Today, suddenly things aren't working. Reports aren't coming through, in fact the whole queue has frozen, it's backed up to 85 jobs, and when we look at "top" on one of our EC2 instances, we can see the ruby processed dying as quickly as they spool up. Shit.
Frantically we search the logs. Nothing. Configuration? Still the same, and looks good. We try to manually run a few jobs, no issues. Finally I try spooling up a worker in process and telling it to work off the queue, and I see this:
ArgumentError: argument out of range from /usr/lib/ruby/1.8/yaml.rb:133:in `utc' from /usr/lib/ruby/1.8/yaml.rb:133:in `node_import' from /usr/lib/ruby/1.8/yaml.rb:133:in `load' from /usr/lib/ruby/1.8/yaml.rb:133:in `load'
From YAML? Why?!
Fortunately, we got some help from our friends at EngineYard (we've always had top notch support from them) who pointed out this little beauty on the ruby bug list.
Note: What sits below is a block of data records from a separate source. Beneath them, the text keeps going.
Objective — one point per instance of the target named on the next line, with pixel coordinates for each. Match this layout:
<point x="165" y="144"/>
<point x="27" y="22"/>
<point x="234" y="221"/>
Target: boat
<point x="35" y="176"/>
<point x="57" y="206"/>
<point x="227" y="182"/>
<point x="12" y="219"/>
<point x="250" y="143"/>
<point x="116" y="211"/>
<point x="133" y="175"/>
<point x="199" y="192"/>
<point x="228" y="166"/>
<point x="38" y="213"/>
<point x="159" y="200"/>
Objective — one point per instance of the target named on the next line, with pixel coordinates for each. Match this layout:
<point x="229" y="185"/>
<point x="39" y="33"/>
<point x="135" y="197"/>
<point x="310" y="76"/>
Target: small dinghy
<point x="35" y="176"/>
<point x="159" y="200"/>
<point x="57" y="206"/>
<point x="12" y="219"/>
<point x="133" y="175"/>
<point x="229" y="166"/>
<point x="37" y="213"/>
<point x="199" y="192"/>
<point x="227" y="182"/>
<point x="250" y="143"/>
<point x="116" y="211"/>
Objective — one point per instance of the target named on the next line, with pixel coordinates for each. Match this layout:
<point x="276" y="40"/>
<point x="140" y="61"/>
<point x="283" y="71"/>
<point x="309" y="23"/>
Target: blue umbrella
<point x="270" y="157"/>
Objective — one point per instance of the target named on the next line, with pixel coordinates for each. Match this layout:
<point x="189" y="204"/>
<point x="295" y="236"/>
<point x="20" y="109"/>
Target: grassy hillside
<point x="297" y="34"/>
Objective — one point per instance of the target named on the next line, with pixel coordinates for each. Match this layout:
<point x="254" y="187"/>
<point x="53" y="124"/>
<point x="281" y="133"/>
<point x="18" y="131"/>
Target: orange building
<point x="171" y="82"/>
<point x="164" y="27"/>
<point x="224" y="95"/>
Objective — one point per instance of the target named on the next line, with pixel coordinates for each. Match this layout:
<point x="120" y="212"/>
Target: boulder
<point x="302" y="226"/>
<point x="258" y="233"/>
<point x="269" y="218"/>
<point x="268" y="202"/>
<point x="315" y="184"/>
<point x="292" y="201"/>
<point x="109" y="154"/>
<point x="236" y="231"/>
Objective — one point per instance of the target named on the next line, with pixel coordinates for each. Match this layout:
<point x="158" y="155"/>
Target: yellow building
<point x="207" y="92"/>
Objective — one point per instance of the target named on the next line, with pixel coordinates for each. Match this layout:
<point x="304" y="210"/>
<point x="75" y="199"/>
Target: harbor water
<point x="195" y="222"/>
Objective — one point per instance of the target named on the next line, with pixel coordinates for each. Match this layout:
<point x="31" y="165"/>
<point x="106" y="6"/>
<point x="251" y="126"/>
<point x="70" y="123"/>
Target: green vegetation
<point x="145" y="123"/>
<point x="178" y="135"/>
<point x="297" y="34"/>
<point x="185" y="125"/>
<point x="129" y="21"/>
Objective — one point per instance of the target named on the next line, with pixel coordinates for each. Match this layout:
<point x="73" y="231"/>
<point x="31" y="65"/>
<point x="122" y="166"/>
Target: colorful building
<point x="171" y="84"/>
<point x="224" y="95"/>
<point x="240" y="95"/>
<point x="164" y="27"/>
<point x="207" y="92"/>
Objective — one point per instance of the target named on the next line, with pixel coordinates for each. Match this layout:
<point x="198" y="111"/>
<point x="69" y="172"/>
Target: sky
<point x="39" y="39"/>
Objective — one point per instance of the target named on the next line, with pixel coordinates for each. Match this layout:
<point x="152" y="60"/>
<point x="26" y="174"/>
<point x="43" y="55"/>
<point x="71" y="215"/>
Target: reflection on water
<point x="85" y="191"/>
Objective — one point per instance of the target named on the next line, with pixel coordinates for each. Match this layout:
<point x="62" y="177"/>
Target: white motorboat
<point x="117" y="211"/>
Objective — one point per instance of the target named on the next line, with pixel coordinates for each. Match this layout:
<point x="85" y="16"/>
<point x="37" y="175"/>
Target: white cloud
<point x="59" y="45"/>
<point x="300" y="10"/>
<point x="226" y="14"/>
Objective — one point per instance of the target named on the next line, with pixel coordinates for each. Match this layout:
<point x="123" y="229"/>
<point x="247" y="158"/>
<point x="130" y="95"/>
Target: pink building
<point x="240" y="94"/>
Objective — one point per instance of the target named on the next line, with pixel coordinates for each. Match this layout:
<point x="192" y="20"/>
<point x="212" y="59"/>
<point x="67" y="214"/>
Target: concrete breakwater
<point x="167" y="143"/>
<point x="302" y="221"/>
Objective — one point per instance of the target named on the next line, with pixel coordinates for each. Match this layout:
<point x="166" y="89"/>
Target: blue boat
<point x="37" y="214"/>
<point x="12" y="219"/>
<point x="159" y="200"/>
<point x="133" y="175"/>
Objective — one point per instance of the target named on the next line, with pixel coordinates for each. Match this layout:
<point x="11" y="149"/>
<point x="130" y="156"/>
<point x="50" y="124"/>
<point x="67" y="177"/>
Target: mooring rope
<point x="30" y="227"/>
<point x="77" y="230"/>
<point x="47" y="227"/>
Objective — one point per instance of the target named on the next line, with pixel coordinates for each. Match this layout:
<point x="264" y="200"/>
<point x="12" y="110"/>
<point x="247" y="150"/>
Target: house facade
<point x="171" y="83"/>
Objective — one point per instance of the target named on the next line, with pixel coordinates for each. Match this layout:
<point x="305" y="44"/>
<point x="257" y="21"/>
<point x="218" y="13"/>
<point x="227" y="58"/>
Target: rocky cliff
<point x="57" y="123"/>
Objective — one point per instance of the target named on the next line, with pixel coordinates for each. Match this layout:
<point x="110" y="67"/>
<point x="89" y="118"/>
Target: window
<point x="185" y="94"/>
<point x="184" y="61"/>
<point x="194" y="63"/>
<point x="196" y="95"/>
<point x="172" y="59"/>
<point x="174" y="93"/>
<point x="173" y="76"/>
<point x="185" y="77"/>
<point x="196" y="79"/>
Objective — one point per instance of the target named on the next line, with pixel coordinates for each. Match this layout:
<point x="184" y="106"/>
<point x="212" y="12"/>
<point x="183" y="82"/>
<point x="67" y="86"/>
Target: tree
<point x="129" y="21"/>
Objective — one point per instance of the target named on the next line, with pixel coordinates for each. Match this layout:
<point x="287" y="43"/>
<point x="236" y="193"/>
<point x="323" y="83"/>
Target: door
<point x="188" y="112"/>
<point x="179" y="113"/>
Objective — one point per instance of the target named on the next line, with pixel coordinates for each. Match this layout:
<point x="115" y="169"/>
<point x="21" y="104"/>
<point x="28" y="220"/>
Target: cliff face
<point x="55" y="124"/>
A bad date could cause YAML to fail hard, and this would be during the "deserialization" of our jobs (when the process loads them out of the database to decide which one to lock and run), so it would effectively hit any worker that came across that job, killing the process, effectively destroying our job queue by halting it in it's path. Upon investigation, we found that someone was indeed trying to run a report from 08/01/2010 to 10/01/12010. Dammit!
Deleting that job allowed our queue to get back up and start processing again (and since we use AppCloud, we were able to spool up another utility instance to work off the now VERY long backlog of jobs). Nevertheless, this now means we need to sanitize all of our report inputs, because it's not enough to be a VALID date (which technically that is, although far in the future), it also has to be within a reasonable distance from now (at least until we're using Ruby 1.9.2, in which this is fixed).